Friday, January 3, 2014

Empty Air

 

I am not one much for filling air with words, not a fan of speaking of what I am going to do, in fact I am a fan of reporting the facts, ma’am and only they.

I am however, also in favor of creating visions, of sometimes using words to put a picture where nothing yet exists except empty air.

And then I build to make it real. That is the proper use of magick as I know it.

Before I tell you where I am heading off to, let me give you an idea of what I am seeing in the rearview.

This time last year, I am riddled with terror that I might not be able to make the transition from self employed horse gypsy to corporate team player. I am filled with anxiety that even if I make the decision to try harder than I have ever tried in my life, save for one thing, I won’t be good enough to make the cut. Stress over where the money comes from in that case as one thing I know for sure, the horse business, for me, is over. 100 %.

I am not a fan of 100% either but there it is.

I stand straddling two life styles, both full time endeavors and there is not enough of me to go around but it works out. I get the job. I am successful in gaining the right to keep my chair. Might not mean much to some but it’s enormous to me. I honor my commitments to the ranch and no matter how exhausted I become, I suit up, show up and do my best everywhere I can.

I have a friend who is fond of saying Big Changes in reference to our rides with Mr. Peter Campbell. Those changes showed up for me in the middle of a thing and helped me make this transformation into something other, more solid, reliable, of a different weight.

And now I am taking them back to the horse. This is what I see for next year. The job fears are as allayed as any such can be. I have given notice at the ranch that my Saturdays will not be spent leading the trail rides so this year it’s time for . . .

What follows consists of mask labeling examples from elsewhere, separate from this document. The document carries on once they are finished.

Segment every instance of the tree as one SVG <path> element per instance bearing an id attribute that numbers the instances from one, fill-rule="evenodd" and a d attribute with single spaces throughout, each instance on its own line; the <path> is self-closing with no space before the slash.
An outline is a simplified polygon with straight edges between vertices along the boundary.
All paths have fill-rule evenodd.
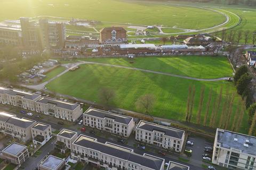
<path id="1" fill-rule="evenodd" d="M 240 41 L 242 36 L 243 35 L 243 31 L 242 30 L 239 30 L 237 32 L 237 44 L 239 44 L 239 41 Z"/>
<path id="2" fill-rule="evenodd" d="M 245 44 L 247 44 L 247 42 L 248 42 L 248 38 L 249 37 L 249 34 L 250 34 L 250 31 L 249 30 L 246 30 L 244 32 L 244 43 Z"/>
<path id="3" fill-rule="evenodd" d="M 205 114 L 204 115 L 204 126 L 205 126 L 206 125 L 207 120 L 208 118 L 208 115 L 209 114 L 210 110 L 210 105 L 211 105 L 211 101 L 212 101 L 212 87 L 211 88 L 211 90 L 209 92 L 209 96 L 208 97 L 208 101 L 206 104 L 206 110 L 205 111 Z"/>
<path id="4" fill-rule="evenodd" d="M 155 97 L 153 95 L 146 94 L 139 97 L 135 105 L 138 109 L 145 109 L 146 113 L 153 108 L 155 102 Z"/>
<path id="5" fill-rule="evenodd" d="M 252 133 L 254 131 L 255 125 L 256 124 L 256 114 L 254 113 L 254 115 L 252 120 L 252 124 L 249 129 L 249 132 L 248 132 L 249 135 L 252 135 Z"/>
<path id="6" fill-rule="evenodd" d="M 241 66 L 238 69 L 237 69 L 235 73 L 235 75 L 234 76 L 234 81 L 235 82 L 235 84 L 236 84 L 236 82 L 238 79 L 240 79 L 241 76 L 243 74 L 247 73 L 248 71 L 248 67 L 245 65 Z"/>
<path id="7" fill-rule="evenodd" d="M 254 115 L 255 112 L 256 112 L 256 103 L 251 105 L 251 106 L 248 108 L 248 123 L 251 125 L 252 124 L 252 120 Z"/>
<path id="8" fill-rule="evenodd" d="M 197 112 L 197 116 L 196 117 L 196 121 L 197 124 L 200 124 L 201 120 L 201 112 L 202 108 L 203 107 L 203 102 L 204 101 L 204 86 L 201 87 L 201 91 L 200 92 L 200 101 L 199 102 L 199 108 L 198 111 Z"/>
<path id="9" fill-rule="evenodd" d="M 242 95 L 245 90 L 248 88 L 252 78 L 248 73 L 243 74 L 236 83 L 237 93 Z"/>
<path id="10" fill-rule="evenodd" d="M 108 104 L 115 95 L 115 91 L 108 88 L 102 88 L 99 93 L 100 100 L 105 104 Z"/>

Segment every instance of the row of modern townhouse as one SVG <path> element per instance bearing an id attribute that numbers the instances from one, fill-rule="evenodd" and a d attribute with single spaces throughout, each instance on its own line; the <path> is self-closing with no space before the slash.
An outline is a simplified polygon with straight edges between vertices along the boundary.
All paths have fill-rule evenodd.
<path id="1" fill-rule="evenodd" d="M 0 103 L 74 122 L 83 114 L 80 105 L 36 94 L 0 87 Z"/>
<path id="2" fill-rule="evenodd" d="M 133 131 L 138 141 L 181 152 L 185 131 L 180 129 L 140 121 L 135 126 L 133 117 L 89 108 L 83 114 L 85 126 L 105 130 L 127 138 Z"/>
<path id="3" fill-rule="evenodd" d="M 17 117 L 6 112 L 0 112 L 0 128 L 1 132 L 23 143 L 33 140 L 35 144 L 44 145 L 52 137 L 51 125 L 25 117 Z"/>
<path id="4" fill-rule="evenodd" d="M 147 154 L 137 154 L 133 149 L 115 143 L 98 141 L 95 138 L 63 129 L 57 135 L 55 148 L 61 151 L 69 149 L 71 157 L 82 162 L 108 169 L 164 169 L 165 159 Z M 170 162 L 167 169 L 189 169 L 187 166 Z"/>

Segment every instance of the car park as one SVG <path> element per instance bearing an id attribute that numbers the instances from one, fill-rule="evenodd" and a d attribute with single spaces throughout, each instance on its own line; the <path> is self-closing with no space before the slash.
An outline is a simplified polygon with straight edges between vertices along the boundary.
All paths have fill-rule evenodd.
<path id="1" fill-rule="evenodd" d="M 139 149 L 145 149 L 146 147 L 145 146 L 138 144 L 137 145 L 137 148 Z"/>
<path id="2" fill-rule="evenodd" d="M 211 159 L 211 158 L 209 158 L 209 157 L 206 157 L 206 156 L 204 156 L 203 157 L 203 159 L 205 160 L 208 160 L 208 161 L 211 161 L 212 160 L 212 159 Z"/>
<path id="3" fill-rule="evenodd" d="M 188 140 L 188 141 L 187 141 L 187 144 L 189 144 L 189 145 L 192 145 L 192 146 L 194 145 L 193 142 L 190 141 L 189 141 L 189 140 Z"/>

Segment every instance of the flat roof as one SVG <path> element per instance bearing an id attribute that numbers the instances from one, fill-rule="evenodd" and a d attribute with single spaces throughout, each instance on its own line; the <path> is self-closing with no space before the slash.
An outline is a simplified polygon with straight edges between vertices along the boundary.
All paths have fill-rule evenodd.
<path id="1" fill-rule="evenodd" d="M 50 169 L 55 170 L 57 169 L 57 168 L 63 164 L 63 162 L 65 162 L 65 160 L 61 158 L 50 155 L 44 160 L 40 166 Z"/>
<path id="2" fill-rule="evenodd" d="M 41 131 L 44 131 L 50 125 L 41 122 L 37 122 L 32 128 L 37 129 Z"/>
<path id="3" fill-rule="evenodd" d="M 73 144 L 132 162 L 153 169 L 161 169 L 162 165 L 164 162 L 164 159 L 161 158 L 153 157 L 147 154 L 142 156 L 133 152 L 127 151 L 127 149 L 122 149 L 122 147 L 117 148 L 116 145 L 112 147 L 110 144 L 106 144 L 87 139 L 86 136 L 81 134 L 74 142 Z"/>
<path id="4" fill-rule="evenodd" d="M 16 117 L 16 115 L 5 112 L 0 112 L 0 121 L 5 122 L 12 117 Z"/>
<path id="5" fill-rule="evenodd" d="M 42 97 L 38 99 L 36 102 L 42 103 L 44 104 L 52 104 L 55 105 L 57 107 L 63 108 L 70 110 L 74 110 L 79 105 L 75 103 L 64 101 L 57 100 L 49 97 Z"/>
<path id="6" fill-rule="evenodd" d="M 6 123 L 25 129 L 30 126 L 35 122 L 36 122 L 36 121 L 25 117 L 19 118 L 17 117 L 10 117 L 6 122 Z"/>
<path id="7" fill-rule="evenodd" d="M 166 135 L 178 139 L 182 139 L 182 136 L 185 133 L 185 131 L 181 130 L 164 126 L 143 121 L 140 121 L 136 128 L 145 130 L 150 132 L 153 132 L 153 131 L 160 131 L 163 132 Z"/>
<path id="8" fill-rule="evenodd" d="M 256 137 L 217 129 L 217 142 L 228 149 L 239 150 L 242 153 L 256 155 Z"/>
<path id="9" fill-rule="evenodd" d="M 68 139 L 71 139 L 77 133 L 77 132 L 63 129 L 61 131 L 60 131 L 60 133 L 59 133 L 58 135 L 65 137 Z"/>
<path id="10" fill-rule="evenodd" d="M 115 114 L 109 112 L 97 109 L 94 108 L 89 108 L 85 113 L 85 115 L 89 115 L 100 118 L 109 118 L 115 120 L 115 122 L 125 124 L 129 124 L 132 118 L 126 116 Z"/>
<path id="11" fill-rule="evenodd" d="M 24 98 L 29 100 L 34 100 L 37 98 L 38 97 L 41 96 L 41 95 L 32 94 L 28 92 L 25 92 L 19 90 L 13 89 L 7 93 L 8 95 L 11 96 L 21 96 L 24 97 Z"/>
<path id="12" fill-rule="evenodd" d="M 154 44 L 120 44 L 120 48 L 156 48 L 156 46 Z"/>
<path id="13" fill-rule="evenodd" d="M 14 155 L 18 155 L 21 151 L 26 149 L 27 147 L 16 142 L 13 142 L 6 147 L 3 151 Z"/>

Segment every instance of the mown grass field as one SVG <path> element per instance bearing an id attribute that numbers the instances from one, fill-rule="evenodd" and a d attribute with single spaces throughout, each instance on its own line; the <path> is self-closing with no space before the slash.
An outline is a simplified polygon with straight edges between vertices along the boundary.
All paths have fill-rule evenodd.
<path id="1" fill-rule="evenodd" d="M 183 56 L 125 58 L 86 58 L 87 61 L 127 66 L 203 79 L 231 76 L 233 71 L 224 56 Z"/>
<path id="2" fill-rule="evenodd" d="M 197 29 L 226 19 L 204 9 L 120 0 L 2 0 L 0 5 L 0 20 L 48 15 Z"/>
<path id="3" fill-rule="evenodd" d="M 165 58 L 164 58 L 165 59 Z M 152 59 L 153 61 L 157 61 L 156 58 Z M 111 62 L 113 63 L 113 61 Z M 122 63 L 125 63 L 126 62 L 120 60 L 119 62 L 120 65 L 122 65 Z M 164 62 L 163 62 L 164 63 Z M 117 63 L 117 62 L 115 61 L 114 63 Z M 137 62 L 137 63 L 139 62 Z M 143 66 L 142 66 L 143 64 L 140 64 L 141 67 L 145 68 L 148 69 L 151 67 L 153 70 L 165 70 L 165 72 L 171 71 L 167 69 L 169 66 L 166 66 L 164 68 L 164 67 L 161 66 L 163 65 L 158 65 L 157 63 L 156 64 L 157 66 L 149 66 L 149 65 L 154 65 L 154 63 L 156 63 L 154 62 L 152 63 L 145 62 L 143 63 Z M 133 65 L 133 66 L 139 66 L 139 64 L 138 65 L 136 65 L 135 63 Z M 166 64 L 166 65 L 168 64 Z M 158 69 L 157 67 L 159 67 Z M 213 64 L 212 67 L 214 70 Z M 215 69 L 217 70 L 218 67 L 218 65 L 215 65 Z M 229 73 L 231 73 L 232 71 L 230 67 L 228 67 L 227 70 L 229 70 Z M 215 71 L 217 71 L 215 70 Z M 211 72 L 211 69 L 204 71 L 205 75 L 207 75 Z M 182 72 L 180 71 L 180 73 L 181 73 Z M 205 76 L 206 76 L 206 75 Z M 108 87 L 113 89 L 116 93 L 116 96 L 110 104 L 111 105 L 140 112 L 141 112 L 141 110 L 136 108 L 135 102 L 141 95 L 150 94 L 153 94 L 156 98 L 153 109 L 150 112 L 150 115 L 165 118 L 184 121 L 189 86 L 195 86 L 196 88 L 195 107 L 192 117 L 192 122 L 196 122 L 196 113 L 198 110 L 199 100 L 199 92 L 202 86 L 205 87 L 205 93 L 201 120 L 203 120 L 204 116 L 206 103 L 207 101 L 209 90 L 212 87 L 213 89 L 212 96 L 212 101 L 213 101 L 219 94 L 220 87 L 223 86 L 223 99 L 221 107 L 224 103 L 226 91 L 227 89 L 229 89 L 230 92 L 236 94 L 236 89 L 233 83 L 225 81 L 198 81 L 139 71 L 90 64 L 81 65 L 81 68 L 75 72 L 67 72 L 48 84 L 46 87 L 50 90 L 90 101 L 95 101 L 97 103 L 100 103 L 98 97 L 99 91 L 103 87 Z M 233 106 L 233 115 L 231 116 L 232 120 L 236 107 L 241 107 L 240 103 L 237 105 L 240 96 L 236 95 Z M 213 103 L 212 103 L 210 113 L 212 109 L 212 105 Z M 217 122 L 220 118 L 221 110 L 221 109 L 220 109 L 218 112 Z M 243 126 L 241 128 L 241 132 L 246 133 L 248 130 L 247 118 L 247 114 L 245 114 L 243 120 Z M 208 122 L 210 122 L 210 118 Z"/>

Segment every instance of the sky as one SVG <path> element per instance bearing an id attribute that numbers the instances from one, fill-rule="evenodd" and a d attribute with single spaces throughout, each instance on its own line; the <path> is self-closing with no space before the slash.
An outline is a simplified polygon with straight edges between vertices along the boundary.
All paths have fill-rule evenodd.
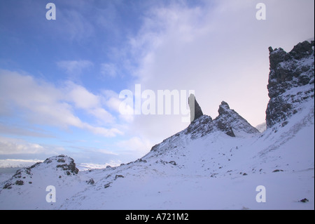
<path id="1" fill-rule="evenodd" d="M 191 92 L 213 119 L 224 100 L 255 126 L 269 101 L 268 47 L 314 37 L 314 5 L 0 0 L 0 159 L 134 161 L 189 125 Z M 159 99 L 167 91 L 177 98 Z"/>

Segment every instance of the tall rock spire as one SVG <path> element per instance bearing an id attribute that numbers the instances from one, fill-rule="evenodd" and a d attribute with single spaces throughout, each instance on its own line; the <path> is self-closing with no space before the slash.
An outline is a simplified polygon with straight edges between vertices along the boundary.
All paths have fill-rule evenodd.
<path id="1" fill-rule="evenodd" d="M 190 110 L 190 123 L 204 115 L 195 95 L 190 94 L 189 95 L 188 105 Z"/>

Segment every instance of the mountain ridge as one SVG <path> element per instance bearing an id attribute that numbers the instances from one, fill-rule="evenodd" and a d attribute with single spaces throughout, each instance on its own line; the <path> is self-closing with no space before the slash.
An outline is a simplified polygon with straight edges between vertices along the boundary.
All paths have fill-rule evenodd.
<path id="1" fill-rule="evenodd" d="M 78 171 L 72 158 L 48 158 L 0 183 L 0 209 L 314 209 L 314 41 L 304 44 L 288 56 L 270 48 L 263 133 L 225 101 L 213 119 L 192 95 L 197 116 L 141 159 Z M 48 185 L 55 203 L 46 200 Z M 265 203 L 255 199 L 260 185 Z"/>

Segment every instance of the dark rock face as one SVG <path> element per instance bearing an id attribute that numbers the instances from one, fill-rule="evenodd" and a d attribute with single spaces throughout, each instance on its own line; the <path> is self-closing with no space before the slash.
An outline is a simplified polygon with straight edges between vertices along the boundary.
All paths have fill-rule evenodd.
<path id="1" fill-rule="evenodd" d="M 190 122 L 192 122 L 204 115 L 204 113 L 202 113 L 202 110 L 193 94 L 190 94 L 188 98 L 188 105 L 190 110 Z"/>
<path id="2" fill-rule="evenodd" d="M 67 156 L 61 154 L 46 159 L 43 162 L 38 162 L 29 167 L 19 169 L 12 178 L 8 180 L 4 189 L 11 189 L 13 186 L 22 186 L 32 184 L 33 175 L 38 173 L 45 173 L 54 170 L 57 171 L 58 178 L 62 178 L 62 175 L 71 176 L 78 173 L 78 168 L 76 167 L 74 160 Z M 64 174 L 61 173 L 63 173 Z M 58 176 L 56 175 L 56 177 Z"/>
<path id="3" fill-rule="evenodd" d="M 270 72 L 266 110 L 267 127 L 283 123 L 296 113 L 299 105 L 314 98 L 314 41 L 304 41 L 290 52 L 269 48 Z M 303 88 L 299 88 L 304 86 Z"/>
<path id="4" fill-rule="evenodd" d="M 216 126 L 231 137 L 236 137 L 236 133 L 259 133 L 259 131 L 252 126 L 246 119 L 230 109 L 229 105 L 222 101 L 218 110 L 219 115 L 214 120 Z"/>

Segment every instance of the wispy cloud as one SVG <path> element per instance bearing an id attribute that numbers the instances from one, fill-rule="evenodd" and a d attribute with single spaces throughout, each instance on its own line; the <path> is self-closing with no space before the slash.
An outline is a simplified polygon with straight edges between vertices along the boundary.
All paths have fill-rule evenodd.
<path id="1" fill-rule="evenodd" d="M 85 70 L 94 65 L 88 60 L 61 60 L 57 62 L 58 67 L 63 70 L 69 77 L 76 78 L 81 75 Z"/>
<path id="2" fill-rule="evenodd" d="M 117 68 L 114 64 L 102 63 L 101 64 L 101 74 L 104 77 L 114 78 L 117 76 Z"/>

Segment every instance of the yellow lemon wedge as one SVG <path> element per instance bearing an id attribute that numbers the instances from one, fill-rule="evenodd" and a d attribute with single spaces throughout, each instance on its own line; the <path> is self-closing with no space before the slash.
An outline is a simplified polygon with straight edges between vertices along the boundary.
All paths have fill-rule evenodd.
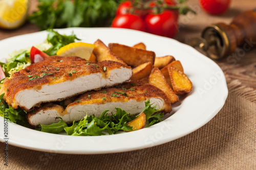
<path id="1" fill-rule="evenodd" d="M 63 57 L 77 56 L 91 61 L 94 46 L 94 44 L 88 43 L 73 42 L 59 48 L 57 55 Z"/>
<path id="2" fill-rule="evenodd" d="M 27 18 L 29 0 L 0 0 L 0 28 L 13 29 L 22 25 Z"/>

The grass glows with lush late Spring warmth, it’s warm green aroma wafts up to me as my horse contentedly munches a few bites before we take up again our work, our play.  Sun warms my face and shoulders and I smile at the friends who showed up to ride with me.

I put out a call for riders who want to come help me and my horse with our trail issues and get some help for themselves in the process. I don’t care what gear they come in though I can’t say I won’t shake my head a little at shank bits on bracey horses who might have to rear a little to escape pressure they don’t know what to do with, and I might want some to be a little handier with their tools, til I look down and realize it’s my own handiness I need to focus on and let other’s knitting remain their own.

We play leap frog, allowing horses that are a little more defensive than others plenty of room while they gain trust in their rider’s abilities to guide them and keep them safe from harm. I keep Royal’s worried feet moving and he doesn’t know if we are moving ahead, weaving through or going back down the line in the direction from which we come.

I focus on the lightness of my seat and hands, doing just enough but not too much to guide my pony. His excitement turns to cooperation, we think about our next move before we are there, it happens and we are on to the next, so smooth.  My friends are having fun too, and so are the strangers that showed up out of nowhere and wanted to join in and play. Now they are friends too.

We do this all summer long, meeting at Cunningham Lake, Branched Oak, Waubonsie, road riding with Christine in the wilds of almost and sometimes Missouri and anywhere and everywhere. We don’t always work, in fact as time goes by, the need for it lessens with every ride. Royal can stand the sight of horses disappearing over the horizon without him.

My thoughts begin to turn to our first Competitive Trail Ride . . . in the distance . . . The season is bookended riding with Peter in May and then again in September. My horse and I can be where we are and grow together into the partnership of my dreams.

This is the beginning, where it starts. Icy winter night. Trailer half paid for, pony with his happy face buried in a hay bale miles away. The vision is in place. Who’s coming along?

2 comments:

Shoofly said...

Well, I'm coming along to CTR! Not the same CTR you will attend, but I swear I am going to do one this year. I hope your journey with Royal is a good one.

Good Hands said...

We will cyber ride together Sheila! I am hoping this year is a good one for us as well

This was a super rough draft, little to no editing . . . Rereading, kind of wish I had taken more time with it, but that was not the nature of the beast that it was.